Reese's first bibliographic publications and antiquarian sales occurred while he was an undergraduate at Yale in the mid-1970s. At this time, he was a partner in the rare book firm Frontier Americana. He received a B.A. in history from Yale in 1977. His senior thesis was titled Winnowers of the Past: The Americanist Tradition in the Nineteenth Century. After graduation, Reese worked with bookseller Fred White Jr in Texas.
Reese founded the William Reese Company in 1979, in New Haven, Connecticut. Over the next forty years, the company became the leader in the Americana market, with the best items and the best collections passing through Reese's hands. The company issued hundreds of catalogues of American materials.
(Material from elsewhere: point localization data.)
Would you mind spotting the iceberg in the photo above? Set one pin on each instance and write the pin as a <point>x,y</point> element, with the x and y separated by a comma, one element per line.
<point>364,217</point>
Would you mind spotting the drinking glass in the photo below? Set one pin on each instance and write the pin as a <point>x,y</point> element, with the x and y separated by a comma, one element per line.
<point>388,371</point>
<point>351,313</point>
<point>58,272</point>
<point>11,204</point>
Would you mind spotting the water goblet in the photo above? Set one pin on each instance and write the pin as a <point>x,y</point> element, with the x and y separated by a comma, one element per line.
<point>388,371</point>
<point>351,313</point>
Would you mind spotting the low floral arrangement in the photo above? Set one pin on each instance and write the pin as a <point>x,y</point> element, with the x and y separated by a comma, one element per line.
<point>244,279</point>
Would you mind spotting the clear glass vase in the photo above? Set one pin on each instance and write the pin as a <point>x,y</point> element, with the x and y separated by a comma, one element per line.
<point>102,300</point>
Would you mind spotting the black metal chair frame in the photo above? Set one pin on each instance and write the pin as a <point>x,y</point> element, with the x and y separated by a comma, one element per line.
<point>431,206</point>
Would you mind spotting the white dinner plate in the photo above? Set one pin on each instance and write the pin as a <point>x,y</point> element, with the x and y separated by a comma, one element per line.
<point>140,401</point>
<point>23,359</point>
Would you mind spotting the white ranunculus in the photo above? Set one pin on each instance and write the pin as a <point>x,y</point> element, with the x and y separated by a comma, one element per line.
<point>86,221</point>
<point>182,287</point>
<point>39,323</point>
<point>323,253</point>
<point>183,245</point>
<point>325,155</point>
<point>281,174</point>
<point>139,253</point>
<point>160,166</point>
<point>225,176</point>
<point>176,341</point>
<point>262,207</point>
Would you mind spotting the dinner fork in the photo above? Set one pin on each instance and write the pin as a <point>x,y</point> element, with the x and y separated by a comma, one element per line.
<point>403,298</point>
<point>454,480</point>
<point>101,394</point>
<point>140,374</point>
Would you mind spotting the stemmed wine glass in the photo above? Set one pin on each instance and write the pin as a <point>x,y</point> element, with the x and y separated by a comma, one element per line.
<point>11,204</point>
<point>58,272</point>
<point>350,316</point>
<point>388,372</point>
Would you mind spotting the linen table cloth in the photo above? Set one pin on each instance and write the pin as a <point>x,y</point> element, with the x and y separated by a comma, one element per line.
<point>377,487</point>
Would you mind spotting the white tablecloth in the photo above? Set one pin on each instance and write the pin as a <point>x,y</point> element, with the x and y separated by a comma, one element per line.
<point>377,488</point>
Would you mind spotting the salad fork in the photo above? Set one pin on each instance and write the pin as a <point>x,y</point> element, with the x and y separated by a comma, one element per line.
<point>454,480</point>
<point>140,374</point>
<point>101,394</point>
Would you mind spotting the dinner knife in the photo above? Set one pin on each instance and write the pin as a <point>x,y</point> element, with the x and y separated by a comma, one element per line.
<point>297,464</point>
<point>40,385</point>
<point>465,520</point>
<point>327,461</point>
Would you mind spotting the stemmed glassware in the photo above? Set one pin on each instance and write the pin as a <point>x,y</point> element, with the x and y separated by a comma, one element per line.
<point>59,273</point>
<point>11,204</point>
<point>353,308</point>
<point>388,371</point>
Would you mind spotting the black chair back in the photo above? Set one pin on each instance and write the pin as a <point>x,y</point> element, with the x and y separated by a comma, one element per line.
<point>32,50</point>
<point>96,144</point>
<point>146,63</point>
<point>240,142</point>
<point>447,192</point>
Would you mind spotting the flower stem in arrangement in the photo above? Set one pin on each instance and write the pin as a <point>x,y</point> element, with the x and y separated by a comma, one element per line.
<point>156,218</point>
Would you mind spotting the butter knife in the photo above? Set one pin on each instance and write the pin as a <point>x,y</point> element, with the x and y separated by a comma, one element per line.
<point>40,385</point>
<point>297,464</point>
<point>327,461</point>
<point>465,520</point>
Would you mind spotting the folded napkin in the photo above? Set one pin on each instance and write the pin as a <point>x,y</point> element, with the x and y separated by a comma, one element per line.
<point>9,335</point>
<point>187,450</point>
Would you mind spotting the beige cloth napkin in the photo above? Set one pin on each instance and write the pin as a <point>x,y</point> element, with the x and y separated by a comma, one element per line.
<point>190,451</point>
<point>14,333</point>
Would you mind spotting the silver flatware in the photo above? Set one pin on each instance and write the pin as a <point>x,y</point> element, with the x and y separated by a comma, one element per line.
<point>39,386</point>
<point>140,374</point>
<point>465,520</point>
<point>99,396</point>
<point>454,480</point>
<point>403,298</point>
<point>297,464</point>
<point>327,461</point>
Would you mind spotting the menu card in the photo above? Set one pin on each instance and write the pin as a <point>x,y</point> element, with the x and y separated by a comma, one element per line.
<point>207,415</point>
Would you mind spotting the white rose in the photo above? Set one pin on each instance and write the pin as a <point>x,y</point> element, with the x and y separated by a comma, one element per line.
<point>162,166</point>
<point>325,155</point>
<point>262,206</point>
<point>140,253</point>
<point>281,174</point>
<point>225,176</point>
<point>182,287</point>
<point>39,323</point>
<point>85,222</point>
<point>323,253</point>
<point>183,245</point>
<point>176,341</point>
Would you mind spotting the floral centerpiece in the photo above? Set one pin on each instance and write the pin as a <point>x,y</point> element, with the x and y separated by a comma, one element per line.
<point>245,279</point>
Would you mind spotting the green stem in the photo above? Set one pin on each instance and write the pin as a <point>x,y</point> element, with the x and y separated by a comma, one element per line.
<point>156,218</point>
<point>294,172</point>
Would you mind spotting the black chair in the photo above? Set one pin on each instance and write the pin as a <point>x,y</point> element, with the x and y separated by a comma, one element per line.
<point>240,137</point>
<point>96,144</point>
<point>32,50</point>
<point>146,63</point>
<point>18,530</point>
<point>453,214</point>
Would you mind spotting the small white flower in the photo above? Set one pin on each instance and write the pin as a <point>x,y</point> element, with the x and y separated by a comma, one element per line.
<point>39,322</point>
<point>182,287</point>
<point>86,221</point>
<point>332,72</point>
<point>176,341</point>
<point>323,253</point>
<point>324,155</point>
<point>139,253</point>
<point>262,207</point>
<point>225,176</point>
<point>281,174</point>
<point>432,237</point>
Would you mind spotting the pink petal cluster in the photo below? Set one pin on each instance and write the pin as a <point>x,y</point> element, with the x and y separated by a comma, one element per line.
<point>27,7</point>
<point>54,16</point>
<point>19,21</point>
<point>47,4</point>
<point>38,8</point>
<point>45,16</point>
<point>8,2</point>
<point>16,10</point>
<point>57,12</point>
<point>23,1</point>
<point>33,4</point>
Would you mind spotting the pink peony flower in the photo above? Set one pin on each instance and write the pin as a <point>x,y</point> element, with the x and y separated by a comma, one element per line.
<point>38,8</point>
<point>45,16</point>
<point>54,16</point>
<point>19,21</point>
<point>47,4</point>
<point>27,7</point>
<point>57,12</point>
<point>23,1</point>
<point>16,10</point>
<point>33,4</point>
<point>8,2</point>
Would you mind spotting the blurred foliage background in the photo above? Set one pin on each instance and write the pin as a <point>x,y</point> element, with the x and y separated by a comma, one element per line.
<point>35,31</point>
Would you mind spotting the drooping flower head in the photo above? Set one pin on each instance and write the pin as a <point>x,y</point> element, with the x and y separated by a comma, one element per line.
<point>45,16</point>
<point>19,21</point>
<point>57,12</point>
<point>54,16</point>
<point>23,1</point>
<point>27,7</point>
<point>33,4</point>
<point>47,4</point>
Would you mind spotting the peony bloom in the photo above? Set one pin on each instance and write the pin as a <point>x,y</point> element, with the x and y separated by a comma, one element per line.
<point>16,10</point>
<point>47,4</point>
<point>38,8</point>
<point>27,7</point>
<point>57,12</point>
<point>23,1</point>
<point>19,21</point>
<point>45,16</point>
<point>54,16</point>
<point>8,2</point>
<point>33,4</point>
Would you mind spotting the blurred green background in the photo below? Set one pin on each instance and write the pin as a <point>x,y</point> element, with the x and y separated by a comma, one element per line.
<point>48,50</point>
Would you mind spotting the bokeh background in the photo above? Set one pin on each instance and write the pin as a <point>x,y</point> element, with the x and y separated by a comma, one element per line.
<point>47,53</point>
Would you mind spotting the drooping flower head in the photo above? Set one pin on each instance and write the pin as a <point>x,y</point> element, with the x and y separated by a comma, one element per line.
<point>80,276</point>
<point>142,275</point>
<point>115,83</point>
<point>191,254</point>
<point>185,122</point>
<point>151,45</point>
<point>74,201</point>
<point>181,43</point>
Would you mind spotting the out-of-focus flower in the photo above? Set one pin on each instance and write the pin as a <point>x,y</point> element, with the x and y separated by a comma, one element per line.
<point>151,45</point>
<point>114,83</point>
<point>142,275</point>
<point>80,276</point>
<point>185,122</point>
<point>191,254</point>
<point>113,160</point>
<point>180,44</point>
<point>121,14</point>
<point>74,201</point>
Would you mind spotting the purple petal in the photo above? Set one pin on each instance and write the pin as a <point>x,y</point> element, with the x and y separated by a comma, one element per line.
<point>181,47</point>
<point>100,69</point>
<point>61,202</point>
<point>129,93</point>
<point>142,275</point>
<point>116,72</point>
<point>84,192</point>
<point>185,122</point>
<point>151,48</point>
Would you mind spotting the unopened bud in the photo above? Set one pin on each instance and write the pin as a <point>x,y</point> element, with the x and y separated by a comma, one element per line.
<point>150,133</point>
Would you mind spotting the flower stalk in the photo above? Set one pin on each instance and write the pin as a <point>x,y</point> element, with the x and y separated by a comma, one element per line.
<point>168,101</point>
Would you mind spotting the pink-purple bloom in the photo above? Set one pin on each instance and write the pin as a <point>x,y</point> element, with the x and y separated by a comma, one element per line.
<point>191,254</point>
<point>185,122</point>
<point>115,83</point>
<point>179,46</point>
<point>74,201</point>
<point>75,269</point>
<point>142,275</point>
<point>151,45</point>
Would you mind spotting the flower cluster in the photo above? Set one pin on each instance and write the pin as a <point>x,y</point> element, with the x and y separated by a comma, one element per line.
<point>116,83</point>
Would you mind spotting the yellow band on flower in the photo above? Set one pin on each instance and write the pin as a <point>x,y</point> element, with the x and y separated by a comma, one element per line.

Reese also worked closely with Yale's Beinecke Rare Book & Manuscript Library to shape their Americana collections.
In 1998, the William Reese Company began offering Fellowships in the Print Culture of the Americas, to fund research in American book history.
His collection of essays, Collectors, Booksellers, and Libraries: Essays on Americanists and the Rare Book Market.[1] was characterized as an appropriate tribute to his extensive knowledge.[2] Reese was profiled in the 2019 documentary The Booksellers, directed by D.W. Young and memorialized in The Papers of the Bibliographical Society of America.[3]